= Ferdinand Vincent, Count of Kinsky =

Czech nobleman, Austro-Hungarian officer and courtier

Ferdinand Vincent Rudolf Count Kinsky of Vchynice and Tetov (8 September 1866, Dornau – 3 February 1916, Vienna) was a Czech nobleman, Austro-Hungarian officer and courtier.

After serving in the army, he held functions at the court in Vienna, finally he was the Emperor's Master of the Horse (1909–1916), he was awarded the Order of the Golden Fleece (1915). The princely branch of the Kinsky family continued in his descendants.

== Biography ==
He came from the princely line of the Czech noble family of Kinsky. He was the third and youngest son of Prince Ferdinand Bonaventura Kinsky (1834–1904) and Maria Josepha of Liechtenstein (1835–1905). As the younger son of the Prince, he used the title of Count and served in the army from a young age. In the army, he eventually reached the rank of Lieutenant Colonel of dragoons, and received the Order of the Iron Crown 3rd class (1898) and the Order of Leopold (1906).

After leaving active military service, he worked at the imperial court. In 1907 he was appointed to the privy council and in 1908 he received the Grand Cross of the Order of Franz Joseph. In the years 1909–1916, he held the position of Imperial Oberststallmeister at court, in 1912 he received the Grand Cross of the Order of Leopold and finally he was awarded the Order of the Golden Fleece (1915).
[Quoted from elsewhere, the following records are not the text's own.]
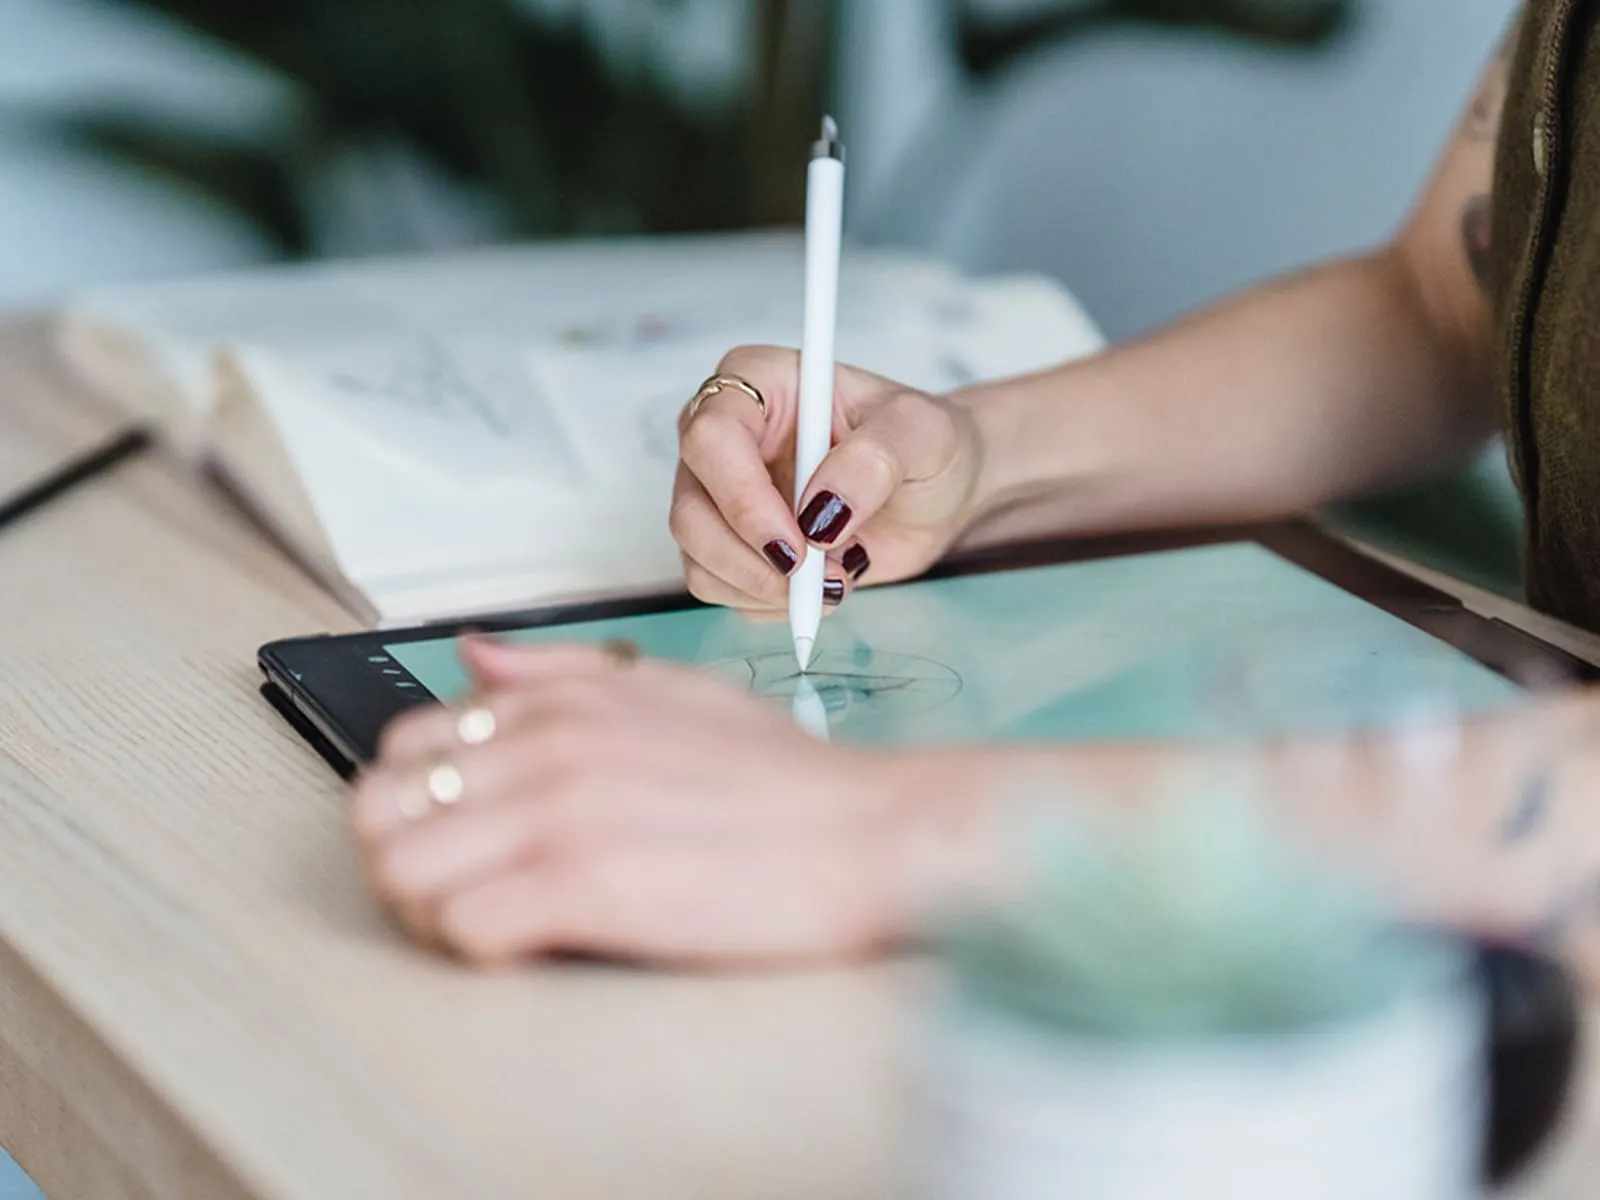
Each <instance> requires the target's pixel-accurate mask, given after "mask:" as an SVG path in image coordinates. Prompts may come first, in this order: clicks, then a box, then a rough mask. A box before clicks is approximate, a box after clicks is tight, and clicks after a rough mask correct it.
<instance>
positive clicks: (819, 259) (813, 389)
mask: <svg viewBox="0 0 1600 1200" xmlns="http://www.w3.org/2000/svg"><path fill="white" fill-rule="evenodd" d="M843 235H845V147H843V146H840V142H838V125H835V123H834V118H832V117H824V118H822V138H821V141H818V142H816V146H813V147H811V168H810V171H808V173H806V198H805V333H803V338H802V342H800V411H798V414H797V419H795V515H798V504H800V498H802V496H803V494H805V488H806V485H808V483H810V482H811V475H814V474H816V469H818V467H819V466H822V459H824V458H827V451H829V445H830V443H832V435H834V333H835V328H837V323H838V256H840V243H842V242H843ZM802 549H803V555H805V557H803V558H802V560H800V566H798V568H797V570H795V573H794V574H792V576H790V578H789V632H790V635H792V637H794V642H795V659H798V662H800V670H806V669H808V667H810V666H811V654H813V651H814V650H816V635H818V629H821V626H822V579H824V576H826V573H827V554H826V552H824V550H818V549H816V547H813V546H803V547H802Z"/></svg>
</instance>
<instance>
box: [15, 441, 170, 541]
mask: <svg viewBox="0 0 1600 1200" xmlns="http://www.w3.org/2000/svg"><path fill="white" fill-rule="evenodd" d="M152 442H154V437H152V434H150V430H149V429H144V427H136V429H126V430H123V432H122V434H118V435H117V437H114V438H112V440H110V442H107V443H104V445H102V446H99V448H96V450H91V451H88V453H86V454H80V456H78V458H74V459H69V461H67V462H64V464H62V466H61V467H58V469H56V470H53V472H50V474H48V475H45V478H42V480H38V482H37V483H30V485H27V486H26V488H22V490H21V491H18V493H14V494H11V496H0V530H3V528H5V526H8V525H11V523H13V522H18V520H21V518H22V517H27V515H29V514H30V512H34V510H35V509H42V507H45V506H46V504H50V501H53V499H56V498H58V496H64V494H66V493H69V491H72V490H74V488H77V486H78V485H82V483H88V482H90V480H93V478H96V477H99V475H104V474H106V472H107V470H110V469H112V467H115V466H117V464H118V462H122V461H123V459H128V458H133V456H134V454H138V453H142V451H144V450H147V448H149V446H150V445H152Z"/></svg>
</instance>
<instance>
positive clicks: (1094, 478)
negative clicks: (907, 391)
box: [949, 360, 1128, 547]
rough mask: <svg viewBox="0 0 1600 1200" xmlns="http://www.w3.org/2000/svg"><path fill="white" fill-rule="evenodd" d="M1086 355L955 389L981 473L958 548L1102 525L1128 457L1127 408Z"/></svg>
mask: <svg viewBox="0 0 1600 1200" xmlns="http://www.w3.org/2000/svg"><path fill="white" fill-rule="evenodd" d="M1094 362H1098V360H1086V362H1083V363H1074V365H1069V366H1062V368H1056V370H1053V371H1050V373H1045V374H1034V376H1019V378H1014V379H1002V381H997V382H990V384H979V386H974V387H968V389H962V390H960V392H955V394H952V395H950V397H949V398H950V403H952V405H954V406H955V408H958V410H960V411H962V413H965V414H966V418H968V419H970V422H971V430H973V440H974V445H976V451H974V453H976V456H978V470H976V482H974V486H973V498H971V501H970V504H968V518H966V522H965V526H963V533H962V538H960V544H962V546H965V547H974V546H986V544H995V542H1002V541H1011V539H1026V538H1040V536H1069V534H1082V533H1099V531H1106V528H1107V526H1110V525H1115V517H1114V509H1115V501H1114V496H1112V488H1114V483H1115V480H1117V478H1118V475H1120V474H1125V472H1120V469H1118V462H1120V461H1123V459H1126V454H1123V453H1122V451H1120V446H1122V445H1125V443H1126V442H1128V438H1126V437H1125V435H1123V434H1122V426H1123V424H1126V408H1128V406H1126V405H1120V406H1118V405H1106V403H1101V400H1099V397H1101V394H1102V392H1104V390H1106V389H1102V387H1099V386H1098V384H1096V374H1094V371H1093V366H1091V365H1093V363H1094Z"/></svg>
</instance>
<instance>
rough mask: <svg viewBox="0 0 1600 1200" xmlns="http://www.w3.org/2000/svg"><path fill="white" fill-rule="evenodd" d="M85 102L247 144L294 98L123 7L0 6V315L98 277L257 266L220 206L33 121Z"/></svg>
mask: <svg viewBox="0 0 1600 1200" xmlns="http://www.w3.org/2000/svg"><path fill="white" fill-rule="evenodd" d="M88 104H117V106H136V107H142V109H146V110H150V112H157V114H162V115H163V117H170V118H171V120H179V122H184V123H187V125H189V126H190V128H197V130H205V131H208V133H211V134H214V136H251V134H253V133H256V131H259V130H261V128H264V126H266V125H269V123H270V122H274V120H278V118H280V117H282V115H283V112H285V107H286V106H288V104H291V96H290V94H288V91H286V88H283V86H282V85H280V83H277V82H275V80H272V78H270V77H267V75H264V74H262V72H259V70H256V69H253V67H250V66H248V64H246V62H243V61H240V59H237V58H235V56H230V54H229V53H226V51H222V50H219V48H214V46H208V45H205V43H202V42H198V40H197V38H192V37H190V35H187V34H186V32H182V30H178V29H174V27H173V26H170V24H166V22H163V21H157V19H154V18H149V16H147V14H144V13H139V11H136V10H131V8H126V6H120V5H106V3H93V0H0V310H5V309H16V307H26V306H35V304H43V302H46V301H48V299H50V298H53V296H56V294H59V293H62V291H66V290H70V288H74V286H78V285H83V283H91V282H99V280H120V278H144V277H152V275H179V274H186V272H194V270H205V269H211V267H216V266H226V264H240V262H254V261H259V259H264V258H267V254H269V248H267V246H266V245H264V242H262V240H261V237H259V235H258V234H256V232H254V230H253V229H250V227H248V226H246V224H245V222H242V221H238V219H237V218H235V216H234V214H230V213H227V211H226V210H222V208H221V206H219V205H214V203H210V202H208V200H205V198H203V197H200V195H195V194H192V192H182V190H178V189H173V187H171V186H170V184H168V182H166V181H165V179H160V178H157V176H154V174H149V173H141V171H134V170H130V168H126V166H122V165H117V163H114V162H109V160H107V158H104V157H101V155H96V154H91V152H90V150H86V149H85V147H82V146H77V144H72V142H69V141H66V139H62V138H59V136H56V134H53V133H51V131H50V126H48V123H43V122H40V120H37V118H38V117H40V115H42V114H46V112H62V110H72V109H74V107H77V106H88Z"/></svg>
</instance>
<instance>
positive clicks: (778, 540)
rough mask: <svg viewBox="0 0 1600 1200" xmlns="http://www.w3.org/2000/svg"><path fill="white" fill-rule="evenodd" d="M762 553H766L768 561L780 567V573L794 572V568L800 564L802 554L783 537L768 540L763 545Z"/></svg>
mask: <svg viewBox="0 0 1600 1200" xmlns="http://www.w3.org/2000/svg"><path fill="white" fill-rule="evenodd" d="M762 554H765V555H766V562H770V563H771V565H773V566H776V568H778V574H794V570H795V568H797V566H798V565H800V555H797V554H795V552H794V549H790V546H789V542H786V541H782V539H781V538H773V539H771V541H770V542H766V546H763V547H762Z"/></svg>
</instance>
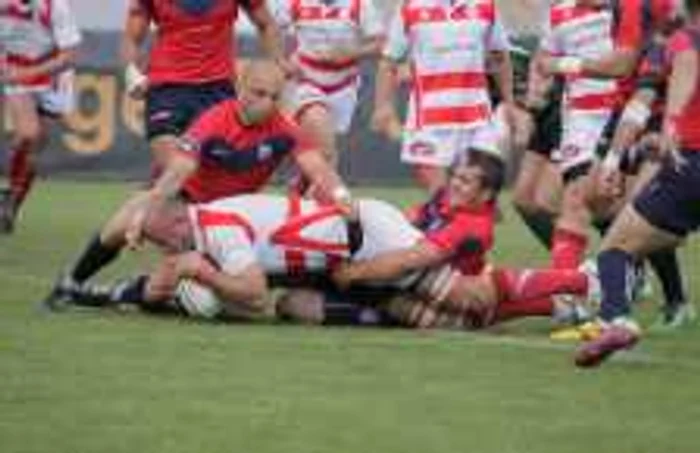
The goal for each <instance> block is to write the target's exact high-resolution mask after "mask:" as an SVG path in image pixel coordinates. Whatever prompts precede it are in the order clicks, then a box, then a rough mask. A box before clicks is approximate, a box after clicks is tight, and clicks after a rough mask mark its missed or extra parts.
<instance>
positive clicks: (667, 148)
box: [575, 0, 700, 367]
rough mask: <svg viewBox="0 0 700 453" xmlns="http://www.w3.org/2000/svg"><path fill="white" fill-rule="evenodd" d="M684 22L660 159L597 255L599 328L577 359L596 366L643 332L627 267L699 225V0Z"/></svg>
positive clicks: (660, 151)
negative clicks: (698, 150)
mask: <svg viewBox="0 0 700 453" xmlns="http://www.w3.org/2000/svg"><path fill="white" fill-rule="evenodd" d="M686 7H687V10H688V13H689V16H690V17H689V23H688V25H687V26H686V27H684V28H683V29H682V30H681V31H679V32H677V33H676V34H674V35H673V36H672V37H671V39H670V40H669V43H668V46H667V51H668V53H669V57H670V58H669V59H670V66H671V68H670V76H669V82H668V89H667V90H668V92H667V102H666V108H665V112H664V120H663V125H662V132H661V134H660V135H659V136H658V139H657V140H656V145H657V147H658V149H659V150H660V152H661V153H662V156H663V157H664V158H665V159H664V163H663V167H662V168H661V170H660V171H659V173H658V174H657V175H656V176H654V178H653V179H652V180H651V182H650V183H649V184H647V185H646V186H645V187H644V189H643V190H642V191H641V192H640V193H639V194H638V195H637V196H636V197H635V199H634V200H633V202H631V203H630V204H628V205H627V206H626V207H625V208H624V209H623V211H622V212H621V214H620V215H619V216H618V217H617V218H616V219H615V222H614V223H613V225H612V227H611V229H610V231H609V232H608V234H607V236H606V238H605V240H604V242H603V244H602V246H601V252H600V254H599V256H598V267H599V271H600V278H601V283H602V289H603V300H602V305H601V312H600V318H601V327H602V333H601V335H600V336H598V337H597V338H596V339H594V340H592V341H590V342H588V343H586V344H584V345H583V346H582V347H581V348H580V349H579V350H578V351H577V354H576V360H575V361H576V364H577V365H578V366H582V367H590V366H597V365H599V364H600V363H601V362H603V361H604V360H605V359H606V358H608V357H609V356H610V355H612V354H613V353H615V352H617V351H619V350H623V349H628V348H631V347H633V346H634V345H635V344H636V343H637V342H638V341H639V338H640V335H641V332H640V329H639V326H638V325H637V323H636V322H635V321H634V320H633V319H632V318H631V307H630V300H629V294H628V289H627V275H628V273H629V271H630V268H631V267H632V266H633V264H634V262H635V261H636V260H638V259H640V258H642V257H644V256H646V255H648V254H649V253H651V252H653V251H656V250H660V249H664V248H669V247H675V246H677V245H678V244H679V243H680V242H681V241H682V240H683V238H685V237H686V236H687V235H688V234H689V233H691V232H693V231H695V230H697V229H698V228H699V227H700V192H699V189H698V188H699V187H700V184H699V183H700V158H699V156H700V154H699V153H698V151H697V150H698V149H700V137H699V135H698V132H699V131H700V124H698V118H700V112H699V111H698V106H700V81H699V78H698V65H699V60H698V58H700V34H699V32H698V30H700V2H698V1H697V0H688V1H687V2H686Z"/></svg>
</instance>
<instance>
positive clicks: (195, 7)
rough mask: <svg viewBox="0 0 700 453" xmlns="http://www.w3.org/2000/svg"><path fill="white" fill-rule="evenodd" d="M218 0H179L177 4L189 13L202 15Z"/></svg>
mask: <svg viewBox="0 0 700 453" xmlns="http://www.w3.org/2000/svg"><path fill="white" fill-rule="evenodd" d="M215 3H216V0H177V5H178V6H179V7H180V9H182V10H183V11H185V12H186V13H188V14H192V15H193V16H201V15H204V14H206V13H207V12H209V11H210V10H211V9H212V8H213V7H214V4H215Z"/></svg>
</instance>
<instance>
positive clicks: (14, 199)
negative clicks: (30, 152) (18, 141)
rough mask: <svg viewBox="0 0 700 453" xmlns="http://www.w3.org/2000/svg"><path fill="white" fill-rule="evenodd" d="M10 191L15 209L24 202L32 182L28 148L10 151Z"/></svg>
mask: <svg viewBox="0 0 700 453" xmlns="http://www.w3.org/2000/svg"><path fill="white" fill-rule="evenodd" d="M9 171H10V173H9V179H10V193H11V195H12V200H13V201H14V204H15V209H19V207H20V206H21V205H22V203H23V202H24V199H25V198H26V197H27V194H28V193H29V190H30V189H31V188H32V184H33V183H34V177H35V172H34V162H33V161H32V159H31V156H30V151H29V149H28V148H17V149H15V150H13V151H12V152H11V153H10V162H9Z"/></svg>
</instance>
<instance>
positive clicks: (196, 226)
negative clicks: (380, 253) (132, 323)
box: [190, 194, 423, 275]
=== Marriage and Children ===
In 1892, in Prague, he married Princess Aglaja Auersperg (1868–1919), daughter of the former Austrian Prime Minister Prince Adolf of Auersperg (1821–1885). Seven children came from their marriage. Three daughters married descendants of old noble families and important landowners in Bohemia (Buquoy, Waldstein and Trauttmansdorff). His eldest son Ulrich, 10th Prince Kinsky of Wchinitz and Tettau inherited the princely title and estates in northern and eastern Bohemia from his uncle Rudolf, who had 5 daughters, but no son.